Prawns with The Sticky Pot Double Burn Chilli Tomato Sambal

Servings

2

Ready In:

20mins

Difficulty:

Moderate

Good For:

Lunch & Dinner

 

Ingredients

  • 500 gm raw prawns, peeled, tails removed, and halved lengthwise
  • 1 medium brown onion (roughly chopped)
  • 1 tsp crushed garlic
  • 1 tsp grated ginger
  • 1 tbsp grated lemongrass
  • 8 large ripe tomatoes (diced)
  • 2 tbsp The Sticky Pot Double Burn Chilli Jam
  • 2 tbsp fish sauce
  • 1 tbsp Kecap manis (sweet soy)
  • 1 tbsp tomato ketchup
  • 1 tbsp peanut oil
  • For garnish; limes halved, Asian fried shallots

Step by Step Instructions

Step 1

Peel, tail and halve the raw prawns lengthwise.

Step 2

Add oil to a hot wok, sauté onion until it starts to soften slightly.

Step 3

Add the ginger, garlic, lemongrass and tomatoes and cook stirring occasionally until the tomatoes break down and the mixture becomes more liquid.

Step 4

Add the Double Burn Chilli Jam, fish sauce, kecap manis, and tomato ketchup.

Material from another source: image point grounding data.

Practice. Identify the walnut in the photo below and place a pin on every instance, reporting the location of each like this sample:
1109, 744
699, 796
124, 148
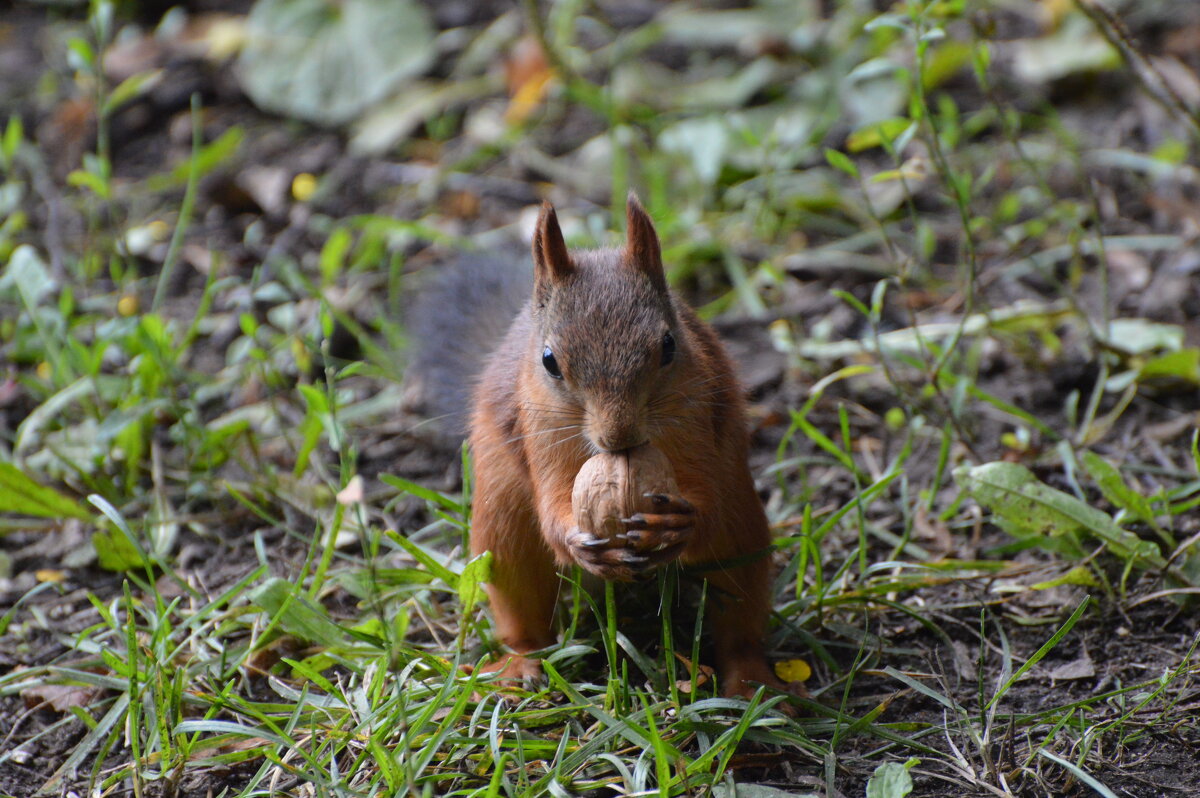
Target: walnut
613, 485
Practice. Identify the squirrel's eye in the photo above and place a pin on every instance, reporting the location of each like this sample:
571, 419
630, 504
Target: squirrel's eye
547, 360
667, 349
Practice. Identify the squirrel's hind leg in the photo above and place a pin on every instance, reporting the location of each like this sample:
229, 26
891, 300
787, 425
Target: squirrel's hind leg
523, 585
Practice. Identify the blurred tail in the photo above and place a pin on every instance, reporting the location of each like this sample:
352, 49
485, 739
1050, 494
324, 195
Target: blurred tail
454, 324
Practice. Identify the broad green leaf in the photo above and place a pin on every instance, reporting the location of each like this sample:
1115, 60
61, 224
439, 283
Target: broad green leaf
297, 613
1174, 366
891, 780
471, 581
22, 495
1115, 490
1027, 508
841, 162
876, 133
327, 61
115, 551
29, 275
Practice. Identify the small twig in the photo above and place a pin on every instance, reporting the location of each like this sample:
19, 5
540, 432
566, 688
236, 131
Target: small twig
1119, 36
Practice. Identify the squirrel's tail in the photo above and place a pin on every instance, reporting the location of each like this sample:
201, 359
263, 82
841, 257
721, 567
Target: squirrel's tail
455, 323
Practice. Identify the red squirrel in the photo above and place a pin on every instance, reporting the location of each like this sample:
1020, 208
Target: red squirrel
605, 357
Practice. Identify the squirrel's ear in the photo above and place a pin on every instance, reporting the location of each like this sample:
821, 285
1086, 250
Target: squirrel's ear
551, 261
642, 250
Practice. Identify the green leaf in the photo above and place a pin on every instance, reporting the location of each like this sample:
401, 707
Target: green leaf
1027, 508
1114, 487
115, 551
22, 495
29, 275
297, 615
333, 255
891, 780
1181, 366
841, 162
325, 61
97, 185
876, 133
471, 581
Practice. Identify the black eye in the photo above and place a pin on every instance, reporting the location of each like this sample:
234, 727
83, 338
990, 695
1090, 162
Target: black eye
667, 349
547, 360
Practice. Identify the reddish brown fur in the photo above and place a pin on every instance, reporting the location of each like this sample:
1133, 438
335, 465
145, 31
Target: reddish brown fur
604, 313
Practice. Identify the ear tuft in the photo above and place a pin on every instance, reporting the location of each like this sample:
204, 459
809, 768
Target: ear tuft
642, 249
551, 261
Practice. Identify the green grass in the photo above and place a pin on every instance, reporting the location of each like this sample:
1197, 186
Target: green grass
341, 653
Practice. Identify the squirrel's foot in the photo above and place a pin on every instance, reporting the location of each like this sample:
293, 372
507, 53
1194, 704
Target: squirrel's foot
741, 679
515, 669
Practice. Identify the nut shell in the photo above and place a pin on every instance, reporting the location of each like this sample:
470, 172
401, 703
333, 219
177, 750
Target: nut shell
612, 485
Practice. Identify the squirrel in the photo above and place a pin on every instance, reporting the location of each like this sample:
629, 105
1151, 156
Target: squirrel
605, 357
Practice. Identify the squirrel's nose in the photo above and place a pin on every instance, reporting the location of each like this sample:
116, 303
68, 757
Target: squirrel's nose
613, 441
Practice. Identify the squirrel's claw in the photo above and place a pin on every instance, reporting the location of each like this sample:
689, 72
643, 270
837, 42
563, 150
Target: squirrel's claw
670, 504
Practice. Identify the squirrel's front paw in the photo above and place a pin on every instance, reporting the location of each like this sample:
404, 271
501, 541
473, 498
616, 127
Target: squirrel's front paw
649, 539
661, 533
610, 558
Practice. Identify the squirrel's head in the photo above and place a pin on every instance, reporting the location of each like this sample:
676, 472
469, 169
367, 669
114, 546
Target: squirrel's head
609, 342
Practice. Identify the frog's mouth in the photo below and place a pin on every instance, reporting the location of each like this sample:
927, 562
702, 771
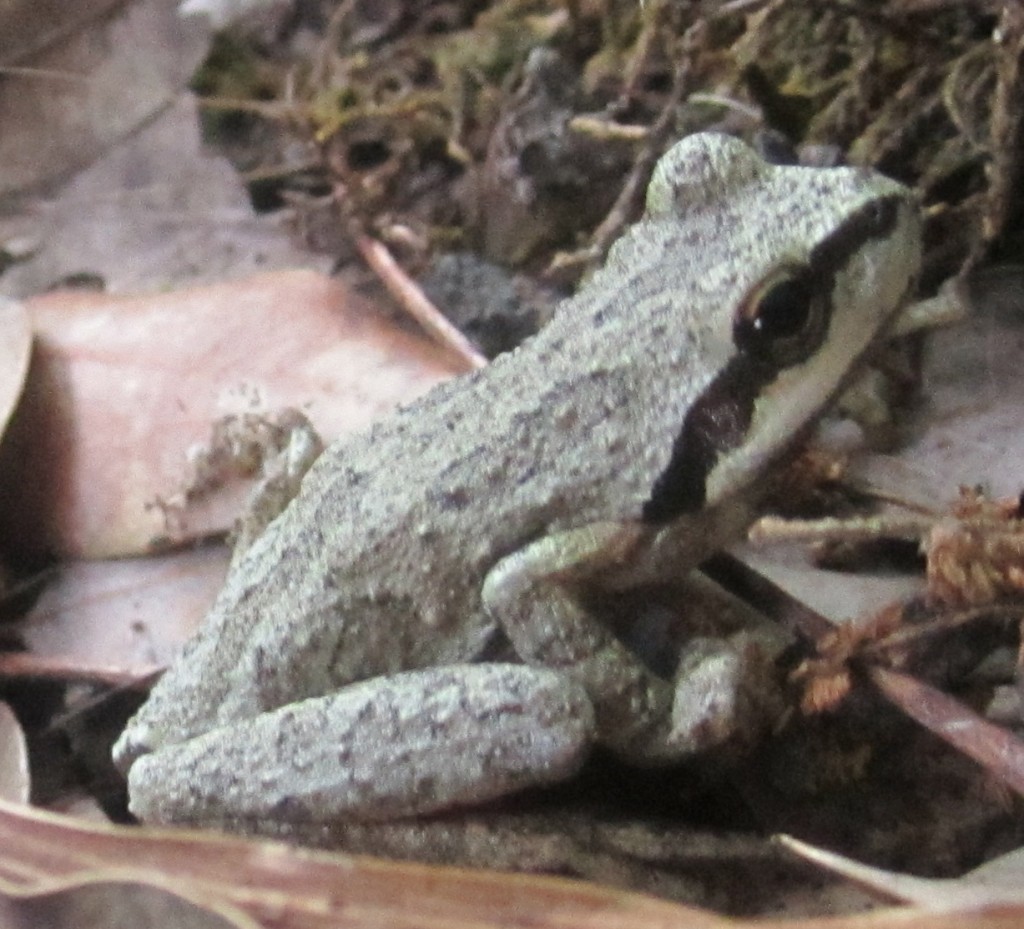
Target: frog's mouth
794, 353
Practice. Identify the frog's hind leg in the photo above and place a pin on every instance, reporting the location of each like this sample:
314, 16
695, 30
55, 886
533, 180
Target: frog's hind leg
391, 747
535, 594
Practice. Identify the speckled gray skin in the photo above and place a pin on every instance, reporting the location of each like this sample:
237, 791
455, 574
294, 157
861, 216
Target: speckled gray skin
379, 563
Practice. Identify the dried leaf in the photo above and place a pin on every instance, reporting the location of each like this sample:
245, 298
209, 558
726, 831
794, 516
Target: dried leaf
999, 882
121, 388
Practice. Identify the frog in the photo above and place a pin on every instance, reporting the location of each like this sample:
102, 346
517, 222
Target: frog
347, 670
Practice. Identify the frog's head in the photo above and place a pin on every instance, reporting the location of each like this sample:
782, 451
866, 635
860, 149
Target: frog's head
812, 266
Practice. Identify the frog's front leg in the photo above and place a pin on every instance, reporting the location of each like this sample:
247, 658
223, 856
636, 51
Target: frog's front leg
391, 747
535, 593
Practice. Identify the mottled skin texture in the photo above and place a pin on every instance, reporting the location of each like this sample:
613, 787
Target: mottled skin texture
378, 565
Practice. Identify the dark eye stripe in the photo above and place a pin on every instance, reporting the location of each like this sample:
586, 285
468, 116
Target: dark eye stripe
720, 419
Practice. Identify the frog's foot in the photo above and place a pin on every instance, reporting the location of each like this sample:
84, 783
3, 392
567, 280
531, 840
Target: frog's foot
392, 747
725, 693
721, 692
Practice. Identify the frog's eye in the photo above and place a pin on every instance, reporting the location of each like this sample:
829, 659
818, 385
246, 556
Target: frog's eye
783, 320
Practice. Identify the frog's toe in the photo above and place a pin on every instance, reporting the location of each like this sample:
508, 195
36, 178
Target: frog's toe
135, 742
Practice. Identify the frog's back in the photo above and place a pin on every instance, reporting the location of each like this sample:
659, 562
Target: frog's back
379, 562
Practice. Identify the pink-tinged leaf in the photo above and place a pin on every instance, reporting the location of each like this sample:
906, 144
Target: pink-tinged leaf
997, 750
118, 620
121, 387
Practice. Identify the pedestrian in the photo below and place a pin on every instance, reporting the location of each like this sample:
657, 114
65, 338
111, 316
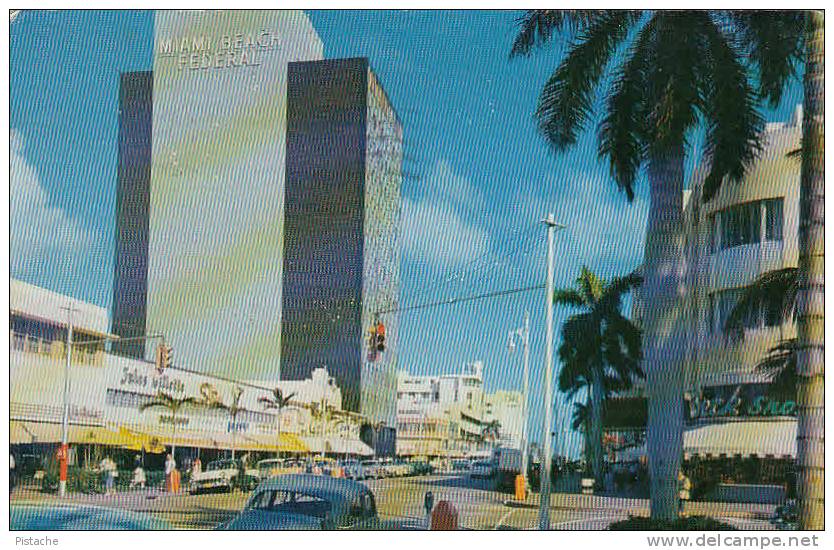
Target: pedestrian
139, 479
684, 488
108, 470
12, 472
170, 467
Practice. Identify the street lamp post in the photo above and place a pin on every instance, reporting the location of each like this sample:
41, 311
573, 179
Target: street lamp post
524, 334
63, 453
544, 506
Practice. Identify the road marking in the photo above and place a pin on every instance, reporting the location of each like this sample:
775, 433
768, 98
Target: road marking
580, 520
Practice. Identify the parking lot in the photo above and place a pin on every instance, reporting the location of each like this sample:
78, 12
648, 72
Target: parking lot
400, 503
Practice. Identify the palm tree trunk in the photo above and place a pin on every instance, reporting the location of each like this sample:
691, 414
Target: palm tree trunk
597, 396
174, 436
234, 436
662, 341
278, 448
810, 367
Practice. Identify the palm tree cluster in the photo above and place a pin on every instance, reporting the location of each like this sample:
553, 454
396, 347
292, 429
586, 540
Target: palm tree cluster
277, 401
600, 352
675, 73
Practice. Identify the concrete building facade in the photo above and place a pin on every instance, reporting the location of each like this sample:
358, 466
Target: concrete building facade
200, 207
341, 238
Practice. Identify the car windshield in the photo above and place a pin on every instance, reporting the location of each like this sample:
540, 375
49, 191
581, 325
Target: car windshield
291, 502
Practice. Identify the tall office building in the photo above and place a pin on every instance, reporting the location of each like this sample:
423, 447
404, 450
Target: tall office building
341, 239
130, 281
201, 188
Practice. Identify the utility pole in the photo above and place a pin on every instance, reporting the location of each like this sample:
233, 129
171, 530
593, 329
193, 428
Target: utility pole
524, 334
524, 438
547, 451
63, 452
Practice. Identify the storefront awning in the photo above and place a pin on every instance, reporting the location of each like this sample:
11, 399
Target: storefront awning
289, 443
349, 446
47, 432
338, 445
763, 439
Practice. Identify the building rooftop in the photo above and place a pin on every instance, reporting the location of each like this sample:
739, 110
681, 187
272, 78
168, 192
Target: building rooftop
38, 303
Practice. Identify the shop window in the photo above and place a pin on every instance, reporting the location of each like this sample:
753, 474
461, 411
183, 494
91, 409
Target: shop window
747, 223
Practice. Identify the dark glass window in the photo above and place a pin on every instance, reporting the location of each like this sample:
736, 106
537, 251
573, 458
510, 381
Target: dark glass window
773, 219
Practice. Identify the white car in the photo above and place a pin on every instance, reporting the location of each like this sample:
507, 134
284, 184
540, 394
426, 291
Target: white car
482, 469
223, 475
372, 469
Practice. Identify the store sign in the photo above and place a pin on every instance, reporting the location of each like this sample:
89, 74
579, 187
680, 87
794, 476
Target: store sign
138, 378
743, 400
179, 420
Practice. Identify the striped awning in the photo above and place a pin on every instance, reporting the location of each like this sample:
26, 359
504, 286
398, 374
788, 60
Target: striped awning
289, 443
743, 438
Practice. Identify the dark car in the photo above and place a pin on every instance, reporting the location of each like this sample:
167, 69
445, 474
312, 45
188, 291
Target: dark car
785, 516
71, 517
307, 502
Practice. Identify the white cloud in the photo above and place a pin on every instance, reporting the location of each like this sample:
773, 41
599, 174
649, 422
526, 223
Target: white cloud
603, 229
438, 227
41, 233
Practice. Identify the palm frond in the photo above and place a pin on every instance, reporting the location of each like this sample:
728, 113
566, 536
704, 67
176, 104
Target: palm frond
537, 26
622, 131
779, 366
672, 93
734, 121
772, 40
567, 98
568, 297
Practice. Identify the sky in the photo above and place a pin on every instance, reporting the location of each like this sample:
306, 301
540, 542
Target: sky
478, 177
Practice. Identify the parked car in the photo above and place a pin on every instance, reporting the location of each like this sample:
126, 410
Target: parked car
373, 469
319, 466
785, 516
224, 475
482, 469
307, 502
353, 469
403, 468
461, 465
276, 466
421, 468
73, 517
388, 468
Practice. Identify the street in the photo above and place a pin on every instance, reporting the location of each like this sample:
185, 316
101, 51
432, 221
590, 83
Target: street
400, 504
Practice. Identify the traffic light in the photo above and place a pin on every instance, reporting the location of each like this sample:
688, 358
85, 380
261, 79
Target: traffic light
380, 337
372, 344
163, 357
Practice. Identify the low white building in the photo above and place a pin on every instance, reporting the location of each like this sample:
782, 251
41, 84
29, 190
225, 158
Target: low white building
107, 392
450, 414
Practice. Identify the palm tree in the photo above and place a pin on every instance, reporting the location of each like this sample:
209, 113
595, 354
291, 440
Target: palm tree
678, 71
600, 347
777, 42
277, 401
233, 409
173, 405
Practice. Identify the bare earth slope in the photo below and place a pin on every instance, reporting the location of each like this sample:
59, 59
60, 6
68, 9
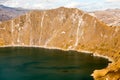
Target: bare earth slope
109, 16
7, 13
67, 29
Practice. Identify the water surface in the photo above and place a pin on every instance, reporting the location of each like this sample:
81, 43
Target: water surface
45, 64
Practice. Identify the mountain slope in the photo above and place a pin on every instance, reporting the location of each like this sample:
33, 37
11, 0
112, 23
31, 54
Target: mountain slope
7, 13
110, 16
67, 29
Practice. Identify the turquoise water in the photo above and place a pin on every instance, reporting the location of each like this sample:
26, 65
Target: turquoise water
45, 64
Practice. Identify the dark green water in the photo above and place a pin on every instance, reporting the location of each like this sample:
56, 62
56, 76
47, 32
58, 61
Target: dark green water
44, 64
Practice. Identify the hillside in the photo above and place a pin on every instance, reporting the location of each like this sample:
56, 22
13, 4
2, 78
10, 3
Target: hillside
67, 29
109, 16
7, 13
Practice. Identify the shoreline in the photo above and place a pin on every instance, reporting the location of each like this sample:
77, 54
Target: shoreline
95, 54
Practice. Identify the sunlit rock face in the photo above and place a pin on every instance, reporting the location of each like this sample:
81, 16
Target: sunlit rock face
7, 13
68, 29
110, 16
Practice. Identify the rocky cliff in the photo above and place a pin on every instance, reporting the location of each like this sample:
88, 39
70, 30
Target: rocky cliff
110, 16
7, 13
67, 29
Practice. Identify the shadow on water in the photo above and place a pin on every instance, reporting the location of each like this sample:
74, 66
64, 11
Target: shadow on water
20, 63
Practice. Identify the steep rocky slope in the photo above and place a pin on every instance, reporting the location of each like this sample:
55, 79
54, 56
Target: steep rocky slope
109, 16
67, 29
7, 13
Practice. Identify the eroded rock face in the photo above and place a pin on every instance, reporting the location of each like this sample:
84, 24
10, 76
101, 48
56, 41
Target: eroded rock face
7, 13
111, 16
68, 29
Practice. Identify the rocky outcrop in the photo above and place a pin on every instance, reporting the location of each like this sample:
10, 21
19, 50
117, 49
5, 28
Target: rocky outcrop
110, 16
7, 13
68, 29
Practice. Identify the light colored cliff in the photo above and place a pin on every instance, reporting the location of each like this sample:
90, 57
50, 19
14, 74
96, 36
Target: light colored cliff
68, 29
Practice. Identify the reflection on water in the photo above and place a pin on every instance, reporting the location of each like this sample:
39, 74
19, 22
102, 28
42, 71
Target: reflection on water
44, 64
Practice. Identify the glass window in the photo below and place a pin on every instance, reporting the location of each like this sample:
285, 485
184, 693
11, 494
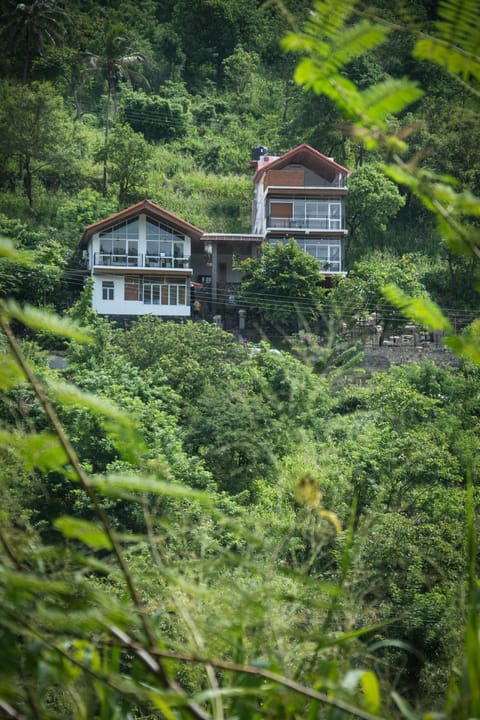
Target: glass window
108, 290
327, 251
167, 292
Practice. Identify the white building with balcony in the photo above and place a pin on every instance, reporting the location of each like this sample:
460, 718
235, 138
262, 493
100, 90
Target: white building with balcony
145, 260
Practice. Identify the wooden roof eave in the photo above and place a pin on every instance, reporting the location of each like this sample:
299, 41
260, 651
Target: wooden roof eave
144, 207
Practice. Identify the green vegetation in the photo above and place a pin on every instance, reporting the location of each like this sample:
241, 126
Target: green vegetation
191, 528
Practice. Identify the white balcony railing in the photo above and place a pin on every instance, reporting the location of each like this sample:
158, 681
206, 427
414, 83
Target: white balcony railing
311, 223
140, 261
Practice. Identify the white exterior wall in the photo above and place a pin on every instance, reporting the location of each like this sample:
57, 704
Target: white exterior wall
94, 246
120, 306
260, 223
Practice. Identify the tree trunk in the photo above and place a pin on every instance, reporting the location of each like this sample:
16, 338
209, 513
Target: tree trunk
27, 181
105, 148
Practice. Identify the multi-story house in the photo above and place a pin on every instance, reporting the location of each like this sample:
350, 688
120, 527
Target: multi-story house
146, 260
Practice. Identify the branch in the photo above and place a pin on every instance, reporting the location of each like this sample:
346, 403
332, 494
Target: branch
258, 672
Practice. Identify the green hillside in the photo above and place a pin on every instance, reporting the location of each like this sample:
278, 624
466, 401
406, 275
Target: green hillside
194, 527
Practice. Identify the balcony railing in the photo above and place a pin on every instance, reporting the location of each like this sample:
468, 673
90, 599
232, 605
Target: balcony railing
312, 223
141, 261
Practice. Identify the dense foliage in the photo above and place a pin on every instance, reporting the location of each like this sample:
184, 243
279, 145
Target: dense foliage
191, 526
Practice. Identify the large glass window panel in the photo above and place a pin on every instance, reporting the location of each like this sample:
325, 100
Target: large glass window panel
108, 290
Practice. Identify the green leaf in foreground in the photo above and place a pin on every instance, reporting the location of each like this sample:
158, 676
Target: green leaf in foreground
37, 319
85, 531
9, 251
421, 310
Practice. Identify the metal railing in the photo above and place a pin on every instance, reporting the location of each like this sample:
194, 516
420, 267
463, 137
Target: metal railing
147, 261
321, 223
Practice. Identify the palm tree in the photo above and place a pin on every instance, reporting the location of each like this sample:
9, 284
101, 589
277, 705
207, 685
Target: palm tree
116, 62
30, 26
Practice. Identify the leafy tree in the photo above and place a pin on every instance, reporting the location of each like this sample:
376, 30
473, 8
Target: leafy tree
373, 200
284, 288
360, 294
129, 156
28, 27
117, 61
156, 116
40, 140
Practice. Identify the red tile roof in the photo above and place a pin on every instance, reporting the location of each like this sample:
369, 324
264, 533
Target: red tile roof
148, 208
303, 154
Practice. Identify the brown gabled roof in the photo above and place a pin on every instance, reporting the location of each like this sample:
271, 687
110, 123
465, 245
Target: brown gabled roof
304, 155
147, 207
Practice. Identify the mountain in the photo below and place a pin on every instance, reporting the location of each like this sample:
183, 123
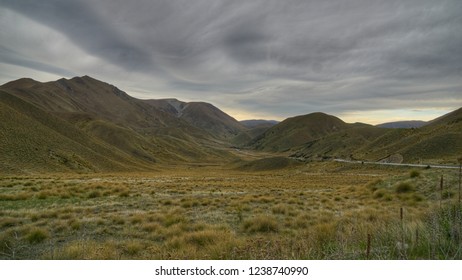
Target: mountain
297, 131
319, 136
258, 123
83, 124
201, 115
403, 124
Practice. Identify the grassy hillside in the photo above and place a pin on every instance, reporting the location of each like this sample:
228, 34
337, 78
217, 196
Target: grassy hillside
86, 125
36, 141
296, 131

Mix well and cook until the liquid has reduced by at least a quarter.

Step 5

Add the prawns and cook until they have just turn crimson in colour (about 3 – 4 minutes).

Step 6

Serve alongside your favourite rice, garnished with Asian fried shallots and a squeeze of lime on top for a bit of zing and freshness!